La troisième option est de recourir à un service en ligne (comme Movinmotion ou Intercachet) : à mi-chemin entre l’externalisation et la gestion interne, traitant les données que vous fournissez, ces solutions seront traitées en détail dans le deuxième volet de notre dossier à paraître le mois prochain.
Que font les logiciels de paie du spectacle ?
Un logiciel de paie est un outil informatique permettant de gérer l’intégralité des activités liées aux ressources humaines de la structure, de l’entrée des salariés jusqu’à leur sortie.
Un logiciel de paie assure donc à la fois la gestion courante de la paie et la gestion administrative du personnel : établissement des déclarations préalable à l’embauche (DPAE), génération – voire signature électronique – des contrats de travail , transmission voire télépaiement des déclarations de charges au format DSN, export des écritures vers les logiciels de comptabilité.
Dans le cas particulier de la paie du spectacle, ces logiciels gèrent également les Congés Spectacles, la production des Attestations Employeur Mensuelles (AEM) pour tenir compte des spécificités réglementaires du régime des intermittents.
En outre, les logiciels spécialisés dans la paie des intermittents prennent en compte les calculs des charges spécifiques comme la déduction forfaitaire spécifique ou les cotisations du FNAS, du CMB (médecine du travail) ou encore de l’AFDAS. Le tout bien sûr dans le respect des conventions collectives du spectacle vivant (CCNEAC et CCNESPSV), notamment en ce qui concerne les rémunérations, le calcul des heures supplémentaires…
Bref, vous l’aurez compris, les nombreuses spécificités de la paie des intermittents imposent de choisir un logiciel de paie dédié à ce secteur d’activité.
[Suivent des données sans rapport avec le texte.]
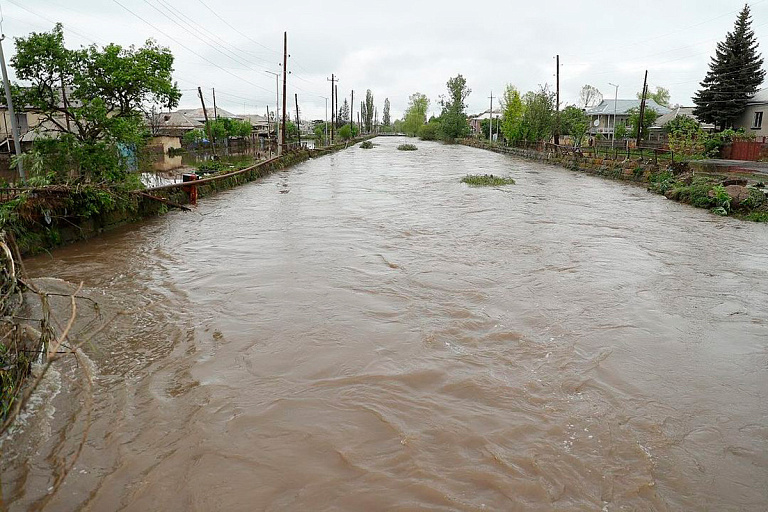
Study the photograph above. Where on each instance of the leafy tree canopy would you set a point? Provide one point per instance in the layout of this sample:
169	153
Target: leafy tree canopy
589	96
512	114
661	96
415	114
97	99
453	119
649	117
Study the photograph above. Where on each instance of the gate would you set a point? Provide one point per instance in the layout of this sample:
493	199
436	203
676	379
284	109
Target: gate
745	150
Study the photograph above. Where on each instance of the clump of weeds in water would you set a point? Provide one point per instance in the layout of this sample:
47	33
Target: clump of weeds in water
722	201
486	180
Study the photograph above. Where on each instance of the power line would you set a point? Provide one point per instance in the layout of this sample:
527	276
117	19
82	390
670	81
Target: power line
190	50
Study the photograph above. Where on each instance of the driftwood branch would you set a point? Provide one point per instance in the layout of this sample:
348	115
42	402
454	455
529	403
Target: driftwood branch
165	201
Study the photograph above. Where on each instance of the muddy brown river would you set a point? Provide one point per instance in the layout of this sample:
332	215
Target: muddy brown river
363	332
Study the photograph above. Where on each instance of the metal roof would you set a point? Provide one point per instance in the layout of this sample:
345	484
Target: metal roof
623	106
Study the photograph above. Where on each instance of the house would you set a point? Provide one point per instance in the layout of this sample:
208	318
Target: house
657	131
753	119
175	124
475	121
261	125
602	116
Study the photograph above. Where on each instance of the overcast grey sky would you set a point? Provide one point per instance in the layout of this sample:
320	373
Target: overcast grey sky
396	47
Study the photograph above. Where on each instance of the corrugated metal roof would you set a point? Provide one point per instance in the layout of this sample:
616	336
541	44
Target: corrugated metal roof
623	106
760	96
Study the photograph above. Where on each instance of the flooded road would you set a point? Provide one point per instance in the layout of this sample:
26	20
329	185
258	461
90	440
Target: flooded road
364	332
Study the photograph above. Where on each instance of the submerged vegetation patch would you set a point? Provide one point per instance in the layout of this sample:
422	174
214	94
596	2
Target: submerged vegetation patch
486	180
Les 10 critères de choix à considérer
Vous êtes dans un projet d’équipement de logiciel de paie ? Voici un certain nombre de critères qu’il nous semble important de considérer dans votre prise de décision :
1. Les types de salariés gérés : le logiciel choisi doit pouvoir gérer la paie de tous les salariés de votre structure (intermittents – artistes payés au cachet, techniciens payé à la journée – mais aussi permanents si vous êtes concerné)
2. La régularité des mises à jour : les obligations réglementaires liées à la paie évoluent régulièrement. Assurez-vous que le logiciel choisi évoluera en conséquence pour être toujours en accord avec la réglementation.
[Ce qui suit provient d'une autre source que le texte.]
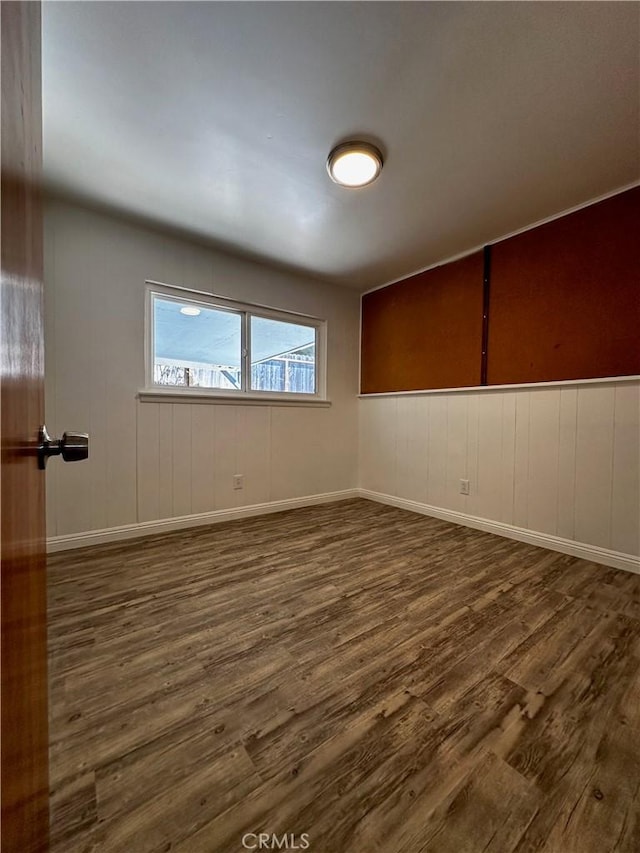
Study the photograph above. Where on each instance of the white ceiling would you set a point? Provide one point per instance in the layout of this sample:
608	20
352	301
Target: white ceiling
217	118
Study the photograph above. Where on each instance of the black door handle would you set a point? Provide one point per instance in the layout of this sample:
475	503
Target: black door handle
73	447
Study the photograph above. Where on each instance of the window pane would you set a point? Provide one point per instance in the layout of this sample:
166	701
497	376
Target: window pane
283	356
196	346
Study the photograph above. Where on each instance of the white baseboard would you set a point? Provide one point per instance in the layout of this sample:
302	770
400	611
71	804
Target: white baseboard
544	540
167	525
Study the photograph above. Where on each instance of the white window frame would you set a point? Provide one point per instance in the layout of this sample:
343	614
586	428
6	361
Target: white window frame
246	310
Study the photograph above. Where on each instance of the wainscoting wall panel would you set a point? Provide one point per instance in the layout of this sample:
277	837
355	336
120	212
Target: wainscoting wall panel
150	460
563	461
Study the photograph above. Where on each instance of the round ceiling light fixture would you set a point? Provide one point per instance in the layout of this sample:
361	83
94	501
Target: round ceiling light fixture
189	310
354	164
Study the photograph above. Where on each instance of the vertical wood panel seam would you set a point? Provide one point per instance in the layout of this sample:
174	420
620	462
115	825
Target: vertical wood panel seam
613	462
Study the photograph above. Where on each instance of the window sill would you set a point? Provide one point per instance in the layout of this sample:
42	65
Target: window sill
147	395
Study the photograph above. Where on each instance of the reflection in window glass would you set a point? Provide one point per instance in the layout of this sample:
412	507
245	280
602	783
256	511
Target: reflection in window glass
283	356
196	346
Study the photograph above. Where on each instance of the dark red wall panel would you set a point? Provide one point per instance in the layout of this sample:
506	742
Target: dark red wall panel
565	297
424	331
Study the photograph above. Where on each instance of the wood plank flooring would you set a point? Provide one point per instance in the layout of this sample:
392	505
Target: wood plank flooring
381	681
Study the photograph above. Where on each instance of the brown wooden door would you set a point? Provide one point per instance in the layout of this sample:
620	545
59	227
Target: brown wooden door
23	591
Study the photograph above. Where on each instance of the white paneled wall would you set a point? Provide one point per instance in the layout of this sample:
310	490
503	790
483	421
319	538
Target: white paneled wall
564	461
161	460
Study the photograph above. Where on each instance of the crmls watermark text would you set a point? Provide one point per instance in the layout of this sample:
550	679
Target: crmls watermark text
271	841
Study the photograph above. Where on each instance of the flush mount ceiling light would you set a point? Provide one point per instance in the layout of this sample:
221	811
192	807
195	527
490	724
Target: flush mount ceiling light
354	164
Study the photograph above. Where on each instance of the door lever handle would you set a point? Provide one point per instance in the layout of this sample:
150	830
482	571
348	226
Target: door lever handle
73	447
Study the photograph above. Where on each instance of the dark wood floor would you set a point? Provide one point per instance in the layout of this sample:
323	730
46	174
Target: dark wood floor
379	680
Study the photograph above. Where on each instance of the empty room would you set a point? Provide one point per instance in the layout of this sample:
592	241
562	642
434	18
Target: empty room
320	415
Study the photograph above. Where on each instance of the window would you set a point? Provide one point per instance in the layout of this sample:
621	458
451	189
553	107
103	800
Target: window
204	345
3. Les possibilités de paramétrage : le logiciel est-il fourni avec un pré-paramétrage des taux, professions, rubrique de paie ? Avez-vous la possibilité de personnaliser ce paramétrage ? L’éditeur vous propose-t-il une aide au paramétrage ?
4. La formation : ce type de logiciel étant plutôt complexe, assurez-vous que l’éditeur propose des formations (en ligne, dans ses locaux ou dans vos locaux), prises en charge par l’AFDAS.
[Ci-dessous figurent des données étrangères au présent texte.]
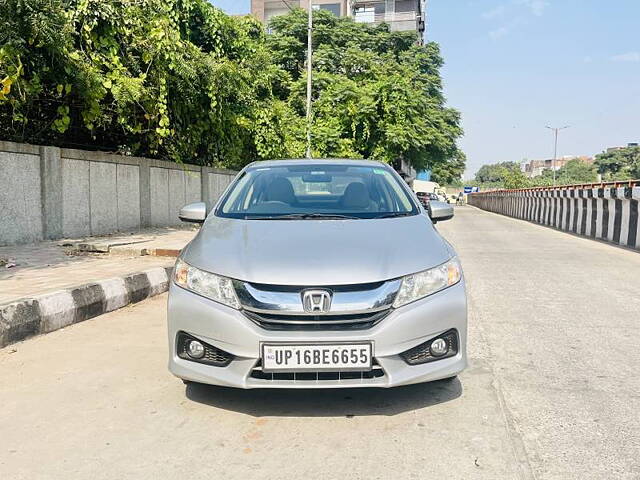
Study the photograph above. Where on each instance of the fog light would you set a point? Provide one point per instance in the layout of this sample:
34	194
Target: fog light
439	347
195	349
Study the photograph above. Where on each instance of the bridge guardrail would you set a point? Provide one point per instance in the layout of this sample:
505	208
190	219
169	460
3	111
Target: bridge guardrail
607	211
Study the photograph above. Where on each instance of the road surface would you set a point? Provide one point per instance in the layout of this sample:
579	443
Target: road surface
553	391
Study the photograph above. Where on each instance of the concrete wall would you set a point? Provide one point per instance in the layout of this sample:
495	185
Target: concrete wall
50	193
609	214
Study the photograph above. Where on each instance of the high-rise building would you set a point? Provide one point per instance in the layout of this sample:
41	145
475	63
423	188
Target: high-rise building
401	15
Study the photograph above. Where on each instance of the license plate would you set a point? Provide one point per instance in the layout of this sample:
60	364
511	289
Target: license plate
298	358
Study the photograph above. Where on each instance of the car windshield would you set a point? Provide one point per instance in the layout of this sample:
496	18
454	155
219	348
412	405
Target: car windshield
332	191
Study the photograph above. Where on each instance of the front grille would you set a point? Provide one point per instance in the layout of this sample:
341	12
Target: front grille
212	355
275	321
375	372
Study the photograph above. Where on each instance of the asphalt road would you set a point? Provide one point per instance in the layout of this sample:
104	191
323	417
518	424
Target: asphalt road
553	391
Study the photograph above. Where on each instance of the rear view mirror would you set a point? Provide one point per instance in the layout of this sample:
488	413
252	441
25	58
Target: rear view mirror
440	211
317	178
193	213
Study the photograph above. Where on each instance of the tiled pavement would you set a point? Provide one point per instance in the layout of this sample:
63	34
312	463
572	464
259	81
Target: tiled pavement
49	266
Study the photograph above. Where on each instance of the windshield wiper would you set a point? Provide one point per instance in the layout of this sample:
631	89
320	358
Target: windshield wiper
394	215
305	216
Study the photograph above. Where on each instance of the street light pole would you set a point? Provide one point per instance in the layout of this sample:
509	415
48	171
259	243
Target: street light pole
555	149
309	72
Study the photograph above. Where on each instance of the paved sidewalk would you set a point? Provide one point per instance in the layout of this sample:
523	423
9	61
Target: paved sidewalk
55	265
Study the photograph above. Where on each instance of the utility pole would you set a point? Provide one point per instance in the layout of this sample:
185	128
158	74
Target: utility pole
309	72
555	148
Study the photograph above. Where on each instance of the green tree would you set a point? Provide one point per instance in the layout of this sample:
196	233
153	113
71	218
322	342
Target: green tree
377	94
622	164
180	80
573	172
496	172
514	178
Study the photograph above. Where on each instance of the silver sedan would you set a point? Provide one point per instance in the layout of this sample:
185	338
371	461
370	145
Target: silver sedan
317	274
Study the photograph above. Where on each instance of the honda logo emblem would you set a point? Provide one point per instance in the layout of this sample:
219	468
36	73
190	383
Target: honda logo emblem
316	301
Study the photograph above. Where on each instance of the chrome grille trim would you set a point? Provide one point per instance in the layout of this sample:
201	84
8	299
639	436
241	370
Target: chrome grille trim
319	322
346	299
376	372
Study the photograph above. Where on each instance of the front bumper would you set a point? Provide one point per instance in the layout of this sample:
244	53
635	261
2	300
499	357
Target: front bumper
403	329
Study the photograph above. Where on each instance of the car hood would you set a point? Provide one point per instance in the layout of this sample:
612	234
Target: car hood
317	252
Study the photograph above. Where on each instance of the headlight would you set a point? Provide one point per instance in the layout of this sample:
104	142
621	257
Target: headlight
419	285
219	289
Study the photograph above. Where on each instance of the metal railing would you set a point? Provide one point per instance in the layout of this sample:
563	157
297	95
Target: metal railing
615	184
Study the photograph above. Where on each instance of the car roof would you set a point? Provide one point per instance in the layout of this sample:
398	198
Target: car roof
316	161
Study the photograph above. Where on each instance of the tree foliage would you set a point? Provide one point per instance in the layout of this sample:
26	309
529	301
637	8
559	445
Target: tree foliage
377	94
509	175
180	80
495	172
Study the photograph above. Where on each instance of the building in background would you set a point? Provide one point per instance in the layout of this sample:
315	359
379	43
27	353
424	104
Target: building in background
534	168
629	145
401	15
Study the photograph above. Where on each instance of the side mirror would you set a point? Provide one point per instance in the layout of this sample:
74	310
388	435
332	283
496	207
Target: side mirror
440	211
193	213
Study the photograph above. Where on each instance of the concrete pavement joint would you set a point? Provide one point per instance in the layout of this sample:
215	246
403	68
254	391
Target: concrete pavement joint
559	230
519	451
27	317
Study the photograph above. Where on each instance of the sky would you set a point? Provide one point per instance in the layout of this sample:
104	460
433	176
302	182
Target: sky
514	66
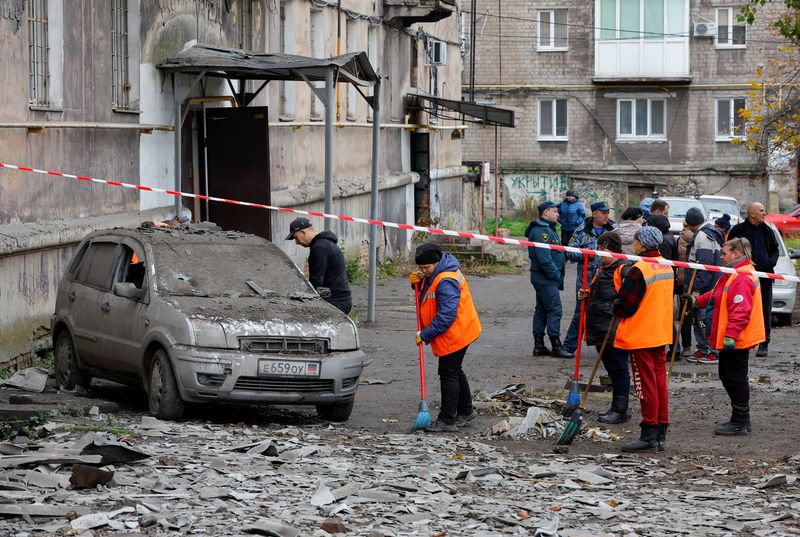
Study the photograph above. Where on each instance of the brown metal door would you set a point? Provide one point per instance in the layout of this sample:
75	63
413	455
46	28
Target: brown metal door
238	167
5. Le support et hotline : un service d’assistance est-il inclus ? S’agit-il d’un simple support à l’utilisation de logiciel ou d’une hotline juridique et sociale ? Pouvez-vous joindre la hotline par téléphone ou uniquement par mail ?
6. Les possibilités d’interfaçage : le logiciel choisi est-il capable de dialoguer avec d’autres logiciels: importer les éléments de paie depuis un outil de planification comme Orfeo ou encore exporter les écritures vers un logiciel de comptabilité…
7. La réversibilité des données : êtes-vous assuré contractuellement pour que les données stockées dans le logiciel restent votre entière propriété et que vous ayez la possibilité de les exporter intégralement à tout moment ?
8. La responsabilité civile : le sujet de la paie pouvant avoir des implications fortes en cas d’erreur de calcul, il est préférable de vous assurer que l’éditeur choisi a souscrit une assurance de responsabilité civile professionnelle qui peut être actionnée en cas de litige.
9. La vision stratégique : le sens de l’histoire étant, doucement mais sûrement, une évolution vers les logiciels en ligne dits SaaS (Software as a Service), la lisibilité de la stratégie de l’éditeur sur le sujet peut être un indicateur de la pérennité de la solution.
10. La tarification : pouvez-vous acquérir le logiciel ou est-il disponible sous forme d’abonnement ? Le tarif est-il lié au nombre d’utilisateurs ? Au nombre de bulletins de paie édités ? A la masse salariale brute gérée ? Le prix inclut-il le paramétrage initial ? Les mises à jours régulières ? La hotline ? Assurez-vous de bien calculer le “coût total de possession” du logiciel dont vous faites le choix.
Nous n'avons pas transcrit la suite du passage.